Заскрипела дверь, и невысокий солдатик в измятой форме тяжело застучал по комнате рыжими стоптанными сапогами.
— Чего изволите? В такую-то рань…
— Молчать, рыло! Пуншу! Голова трещит, мочи нет!
— Сами же с господами офицерами все без остатка вылакали.
— Что?
Рука у графа была тяжелая. Федор вылетел за дверь, по инерции прокатился через сени и рухнул на землю во дворе. Потирая скулу, он поднялся и скорбно прошептал в посветлевшее небо:
— Гвардеец, накажи его господи!..
— Господи! — потрясенно подхватил дьякон. — Ведь так и убить можно!

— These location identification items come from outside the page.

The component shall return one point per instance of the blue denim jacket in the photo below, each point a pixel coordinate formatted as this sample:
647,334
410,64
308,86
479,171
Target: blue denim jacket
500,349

Осторожный Ферапонт и трусливый Павлуша благоразумно помалкивали. Слава, как ни был измучен, мог бы повысить голос и укоротить буйствующего гвардейца. Но что-то подсказывало ему, что безобразная сцена в бедной деревушке возобновилась не зря: было нечто важное для них для всех в событиях, совершившихся почти двести лет назад. И он не помешал себе-графу сидеть на жесткой постели и, свесив голову, искать выход из почти безвыходного положения. Все так хорошо начиналось и все так плохо кончилось, что хоть пулю в лоб пускай! Так оскандалиться, так оскандалиться! Блестящий гвардейский офицер, поручик Великого князя Михаила Гренадерского полка, дважды отмеченный на плацу самим государем, несчетно раз награжденный за выправку в конном строю за точность парадного прохождения… И нужно было полюбить ослепительную Полину Белозерскую! Хотя ежели положить взгляд с другой стороны, то княгиня Полина — подарок судьбы, какой господь дарует не каждый день Прелестная, скучающая блондинка, молодая красавица, ровно на тридцать четыре года моложе безобразного плешивого супруга — такой увидел он ее впервые на балу у графини Паниной. И понял, что знакомство не ограничится любезными словами и туром вальса. И не ограничилось! А чем завершилось? Многоопытный князь всюду имел клевретов и наушников — подстерег забывших осторожность любовников. Подстерег на месте преступления и точно в момент преступления, — в своем собственном каретном сарае, ночью, в парадной золоченой карете с княжескими гербами! Правда, хоть и два лакея сопровождали князя, великой неосторожностью было с его стороны вторгаться в любовные утехи поручика Лукомцева. Оба лакея грохнулись головами о балки сарая и остались лежать, сердечные, тихонько постанывая. А плешивого князеньку Лукомцев без особой осторожности вынес на руках во двор и самолично погрузил по шею в навозный, ящик. Присланный поутру вызов граф не принял, ибо не мог сражаться с человеком, вываленном в навозе. И вот результат — княгиня, Полина с горя умчалась в Париж, а поручика графа Лукомцева по высочайшему рескрипту выслали сюда, в заштатный Страханский полк, в компанию офицеров, где пьют лишь пунш да сивуху, а в карты сражаются так грубо, что и столичного шулера оторопь возьмет. И хоть бы одна пригожая рожица в гарнизоне.
Граф, вздохнув, оторвался от грустных размышлений и вышел на двор. Совсем рассвело. Солнце озолотило верхи дерев. Надрывно голосили петухи. То там, то здесь взмыкивали коровы.
За спиной графа скрипнула дверь — доить свою буренку вышла Анюта. Лукомцев чаще общался с ее мужем, угрюмым неразговорчивым кузнецом Петром. Тот исправно снабжал поручика “зеленым вином”, но жену от его глаз прятал. Впрочем, граф успел заметить, что Анюта довольно красива и стройна.
— Дозволь пройти, барин!
— Постой, красавица, — придержал ее Лукомцев. — Что ты неласковая такая, не заходишь ко мне. Посидели бы, поговорили.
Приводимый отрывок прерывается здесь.